When you trade in the direction of the positive swap, you are effectively trading in the direction of the fundamentals. Interest rates rise as an economy gathers pace, and decline when an economy slows down. Since a growing economy will ultimately result in inflationary pressures and interest rate rises, it makes good sense to buy the currency. When the bought currency is paired with a counter currency where interest rates are declining or flat, you have a carry trade that will contribute interest earnings to your account balance. Admittedly, daily interest earnings will be relatively small, but they do make a contribution.
The main reason I trade in the direction of the positive swap is that it aligns me with the underlying fundamentals. This gives me greater ability to filter out all but the most relevant technical signals, and greater confidence to follow selected technical signals because I know that there is a fundamental logic behind such signals. Let me give a comparison. If you blindly follow technical signals you will ultimately buy or sell regardless of the underlying fundamental picture, however, if the fundamentals indicate currency strength, you will do far better to enter on technical buy signals only, and ignore technical sell signals. Conversely, if the fundamentals indicate currency weakness, you will do far better to enter on technical sell signals only, and ignore technical buy signals.

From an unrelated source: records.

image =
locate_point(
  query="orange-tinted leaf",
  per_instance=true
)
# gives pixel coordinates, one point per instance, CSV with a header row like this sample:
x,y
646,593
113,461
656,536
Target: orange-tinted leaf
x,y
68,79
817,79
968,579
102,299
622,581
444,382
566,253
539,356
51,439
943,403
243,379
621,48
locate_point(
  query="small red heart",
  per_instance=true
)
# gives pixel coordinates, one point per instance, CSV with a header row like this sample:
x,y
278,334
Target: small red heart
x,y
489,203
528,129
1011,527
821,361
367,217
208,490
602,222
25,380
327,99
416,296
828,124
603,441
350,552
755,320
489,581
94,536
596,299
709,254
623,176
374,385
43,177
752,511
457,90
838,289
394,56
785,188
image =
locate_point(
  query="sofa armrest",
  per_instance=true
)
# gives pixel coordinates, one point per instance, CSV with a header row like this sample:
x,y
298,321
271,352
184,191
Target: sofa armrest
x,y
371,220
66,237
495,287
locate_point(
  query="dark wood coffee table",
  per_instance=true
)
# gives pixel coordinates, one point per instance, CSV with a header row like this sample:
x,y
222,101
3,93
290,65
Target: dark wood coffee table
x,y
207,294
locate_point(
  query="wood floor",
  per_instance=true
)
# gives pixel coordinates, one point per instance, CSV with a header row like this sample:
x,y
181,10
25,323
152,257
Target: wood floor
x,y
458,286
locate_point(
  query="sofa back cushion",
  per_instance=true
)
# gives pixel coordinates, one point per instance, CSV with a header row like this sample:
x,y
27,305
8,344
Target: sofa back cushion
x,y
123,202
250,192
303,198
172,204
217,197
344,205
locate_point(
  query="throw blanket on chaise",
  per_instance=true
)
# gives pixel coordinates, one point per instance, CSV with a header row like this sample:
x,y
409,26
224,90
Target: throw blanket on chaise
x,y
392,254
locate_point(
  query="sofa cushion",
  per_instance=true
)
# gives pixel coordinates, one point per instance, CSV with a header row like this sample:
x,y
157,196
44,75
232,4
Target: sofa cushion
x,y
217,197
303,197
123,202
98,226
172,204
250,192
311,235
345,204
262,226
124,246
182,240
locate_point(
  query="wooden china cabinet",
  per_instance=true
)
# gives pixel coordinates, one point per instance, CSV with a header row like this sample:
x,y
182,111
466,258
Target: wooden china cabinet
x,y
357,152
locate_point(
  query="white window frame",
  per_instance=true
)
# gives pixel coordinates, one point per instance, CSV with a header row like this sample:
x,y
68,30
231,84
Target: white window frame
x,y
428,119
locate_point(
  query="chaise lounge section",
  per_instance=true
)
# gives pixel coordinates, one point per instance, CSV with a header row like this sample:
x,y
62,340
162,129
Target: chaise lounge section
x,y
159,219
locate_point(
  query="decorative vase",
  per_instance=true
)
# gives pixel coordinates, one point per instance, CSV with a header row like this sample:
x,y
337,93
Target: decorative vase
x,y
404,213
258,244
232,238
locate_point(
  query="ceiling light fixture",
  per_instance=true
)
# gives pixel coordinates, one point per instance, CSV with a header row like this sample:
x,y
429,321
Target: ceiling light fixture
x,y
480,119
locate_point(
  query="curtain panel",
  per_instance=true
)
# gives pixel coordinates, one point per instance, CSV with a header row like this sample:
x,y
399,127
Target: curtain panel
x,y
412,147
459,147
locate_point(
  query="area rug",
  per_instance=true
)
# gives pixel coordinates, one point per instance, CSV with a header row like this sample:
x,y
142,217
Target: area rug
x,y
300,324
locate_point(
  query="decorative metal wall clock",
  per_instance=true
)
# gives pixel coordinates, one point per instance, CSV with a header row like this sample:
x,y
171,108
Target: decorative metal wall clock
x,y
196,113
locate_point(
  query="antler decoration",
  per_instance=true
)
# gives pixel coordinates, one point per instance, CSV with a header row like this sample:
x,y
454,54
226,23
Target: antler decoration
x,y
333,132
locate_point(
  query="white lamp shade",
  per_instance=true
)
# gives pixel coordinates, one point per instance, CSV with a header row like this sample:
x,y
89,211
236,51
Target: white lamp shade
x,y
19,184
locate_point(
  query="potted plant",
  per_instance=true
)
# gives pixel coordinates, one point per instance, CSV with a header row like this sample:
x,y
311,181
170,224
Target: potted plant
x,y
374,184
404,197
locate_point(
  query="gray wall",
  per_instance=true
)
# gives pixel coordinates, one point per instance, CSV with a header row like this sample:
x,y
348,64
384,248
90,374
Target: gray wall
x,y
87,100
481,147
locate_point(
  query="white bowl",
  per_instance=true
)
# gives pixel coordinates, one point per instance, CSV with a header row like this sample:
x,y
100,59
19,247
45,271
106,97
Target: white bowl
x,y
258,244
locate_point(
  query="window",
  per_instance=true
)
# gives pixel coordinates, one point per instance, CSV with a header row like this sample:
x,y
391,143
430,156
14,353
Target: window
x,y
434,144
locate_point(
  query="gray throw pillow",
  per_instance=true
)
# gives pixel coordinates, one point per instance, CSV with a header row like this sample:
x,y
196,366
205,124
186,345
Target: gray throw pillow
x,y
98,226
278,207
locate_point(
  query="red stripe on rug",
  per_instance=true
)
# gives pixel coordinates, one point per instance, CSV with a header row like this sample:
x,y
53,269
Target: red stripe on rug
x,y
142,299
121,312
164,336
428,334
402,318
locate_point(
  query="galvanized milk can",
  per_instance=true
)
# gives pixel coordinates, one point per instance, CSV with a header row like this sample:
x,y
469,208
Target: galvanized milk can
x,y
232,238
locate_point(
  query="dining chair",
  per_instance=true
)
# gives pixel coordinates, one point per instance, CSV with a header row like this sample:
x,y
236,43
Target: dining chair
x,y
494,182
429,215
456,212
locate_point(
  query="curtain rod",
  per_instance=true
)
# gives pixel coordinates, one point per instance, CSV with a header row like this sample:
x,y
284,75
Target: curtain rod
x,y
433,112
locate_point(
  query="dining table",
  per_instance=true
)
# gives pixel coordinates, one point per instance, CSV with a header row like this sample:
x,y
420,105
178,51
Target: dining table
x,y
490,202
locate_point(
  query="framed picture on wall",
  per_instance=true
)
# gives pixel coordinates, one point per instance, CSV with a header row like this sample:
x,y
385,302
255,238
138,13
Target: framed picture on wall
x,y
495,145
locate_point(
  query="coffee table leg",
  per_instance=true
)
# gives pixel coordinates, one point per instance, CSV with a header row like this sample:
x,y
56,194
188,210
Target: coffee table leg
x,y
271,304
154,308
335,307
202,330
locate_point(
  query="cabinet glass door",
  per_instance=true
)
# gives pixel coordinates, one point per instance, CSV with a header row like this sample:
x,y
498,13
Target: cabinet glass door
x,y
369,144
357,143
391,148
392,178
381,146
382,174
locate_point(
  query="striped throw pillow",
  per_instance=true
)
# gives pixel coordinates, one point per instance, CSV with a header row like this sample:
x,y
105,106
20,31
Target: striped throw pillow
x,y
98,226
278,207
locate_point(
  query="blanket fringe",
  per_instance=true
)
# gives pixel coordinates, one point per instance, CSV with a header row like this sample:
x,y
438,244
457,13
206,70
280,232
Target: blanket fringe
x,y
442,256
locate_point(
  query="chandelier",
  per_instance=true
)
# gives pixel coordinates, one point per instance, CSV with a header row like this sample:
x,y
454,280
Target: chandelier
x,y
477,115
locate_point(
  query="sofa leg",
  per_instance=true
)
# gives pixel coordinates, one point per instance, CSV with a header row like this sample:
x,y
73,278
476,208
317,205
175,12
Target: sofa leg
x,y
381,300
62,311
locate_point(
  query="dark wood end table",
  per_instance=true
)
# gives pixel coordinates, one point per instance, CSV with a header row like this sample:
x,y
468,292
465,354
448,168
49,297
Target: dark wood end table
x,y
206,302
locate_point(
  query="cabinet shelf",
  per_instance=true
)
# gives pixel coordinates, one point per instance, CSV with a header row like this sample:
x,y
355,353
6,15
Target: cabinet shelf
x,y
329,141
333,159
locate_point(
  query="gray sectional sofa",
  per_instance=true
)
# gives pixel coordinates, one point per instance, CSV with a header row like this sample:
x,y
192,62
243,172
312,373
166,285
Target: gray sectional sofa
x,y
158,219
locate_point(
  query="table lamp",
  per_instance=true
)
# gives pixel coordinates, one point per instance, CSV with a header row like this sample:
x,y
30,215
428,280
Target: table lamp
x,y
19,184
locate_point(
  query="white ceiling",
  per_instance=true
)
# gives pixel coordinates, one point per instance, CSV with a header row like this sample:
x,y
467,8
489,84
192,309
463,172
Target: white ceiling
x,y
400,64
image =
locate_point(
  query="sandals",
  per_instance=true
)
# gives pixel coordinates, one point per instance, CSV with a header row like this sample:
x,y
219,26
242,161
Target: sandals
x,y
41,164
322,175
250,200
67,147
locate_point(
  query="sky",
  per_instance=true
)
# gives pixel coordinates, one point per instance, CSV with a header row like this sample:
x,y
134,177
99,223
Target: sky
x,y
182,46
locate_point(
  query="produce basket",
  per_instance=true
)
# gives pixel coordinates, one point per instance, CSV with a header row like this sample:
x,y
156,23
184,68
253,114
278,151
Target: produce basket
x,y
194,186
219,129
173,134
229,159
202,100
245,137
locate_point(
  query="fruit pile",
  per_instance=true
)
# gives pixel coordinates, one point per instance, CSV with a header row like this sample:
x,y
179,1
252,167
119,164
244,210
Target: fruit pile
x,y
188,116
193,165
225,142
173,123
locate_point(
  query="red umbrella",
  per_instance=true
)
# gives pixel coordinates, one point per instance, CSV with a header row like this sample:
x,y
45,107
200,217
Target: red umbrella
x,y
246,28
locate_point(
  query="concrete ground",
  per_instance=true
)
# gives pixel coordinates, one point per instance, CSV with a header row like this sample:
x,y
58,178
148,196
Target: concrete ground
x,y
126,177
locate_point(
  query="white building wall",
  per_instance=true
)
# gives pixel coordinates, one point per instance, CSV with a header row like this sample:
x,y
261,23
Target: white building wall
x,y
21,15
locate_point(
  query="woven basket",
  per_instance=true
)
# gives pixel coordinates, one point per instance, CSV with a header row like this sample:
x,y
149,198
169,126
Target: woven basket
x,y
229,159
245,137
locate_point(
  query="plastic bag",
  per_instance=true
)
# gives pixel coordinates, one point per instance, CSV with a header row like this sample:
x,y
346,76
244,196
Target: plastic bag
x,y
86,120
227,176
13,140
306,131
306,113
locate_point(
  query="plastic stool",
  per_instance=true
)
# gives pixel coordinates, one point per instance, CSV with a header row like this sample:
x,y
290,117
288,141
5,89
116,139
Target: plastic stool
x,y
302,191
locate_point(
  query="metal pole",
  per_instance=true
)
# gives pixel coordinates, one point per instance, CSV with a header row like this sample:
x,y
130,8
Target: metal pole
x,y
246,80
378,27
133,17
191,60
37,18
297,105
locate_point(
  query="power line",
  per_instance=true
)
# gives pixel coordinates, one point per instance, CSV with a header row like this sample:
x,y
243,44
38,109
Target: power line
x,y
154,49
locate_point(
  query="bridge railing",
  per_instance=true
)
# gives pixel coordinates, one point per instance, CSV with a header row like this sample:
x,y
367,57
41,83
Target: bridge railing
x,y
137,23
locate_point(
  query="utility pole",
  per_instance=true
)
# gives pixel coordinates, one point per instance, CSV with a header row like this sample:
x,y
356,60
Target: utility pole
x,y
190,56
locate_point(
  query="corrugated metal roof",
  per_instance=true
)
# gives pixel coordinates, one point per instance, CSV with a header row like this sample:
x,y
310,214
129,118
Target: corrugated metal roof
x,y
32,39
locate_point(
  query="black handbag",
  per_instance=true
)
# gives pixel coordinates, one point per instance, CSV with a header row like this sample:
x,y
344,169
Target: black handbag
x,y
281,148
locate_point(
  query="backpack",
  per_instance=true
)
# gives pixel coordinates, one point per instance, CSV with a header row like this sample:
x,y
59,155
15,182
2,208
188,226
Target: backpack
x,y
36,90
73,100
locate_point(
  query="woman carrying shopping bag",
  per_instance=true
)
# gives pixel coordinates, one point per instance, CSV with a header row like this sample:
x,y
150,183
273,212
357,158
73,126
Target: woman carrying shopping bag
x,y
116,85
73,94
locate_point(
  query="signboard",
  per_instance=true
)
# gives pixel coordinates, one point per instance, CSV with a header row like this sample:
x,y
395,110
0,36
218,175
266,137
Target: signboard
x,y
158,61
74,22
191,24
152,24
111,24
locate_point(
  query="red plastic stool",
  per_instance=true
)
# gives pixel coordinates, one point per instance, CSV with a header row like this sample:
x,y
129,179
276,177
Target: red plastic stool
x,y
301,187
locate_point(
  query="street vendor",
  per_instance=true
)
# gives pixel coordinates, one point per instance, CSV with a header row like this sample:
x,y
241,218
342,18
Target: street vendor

Tactical carry trading means that I only trade in the direction of the positive swap and that I am prepared to hold for as long as possible to maximise interest earnings, but I will close the position the instant price action begins to move against the position. Hence, I collect both interest earnings and capital gains along the way, whilst ensuring that I only trade in the direction of the underlying fundamentals. My results speak for themselves.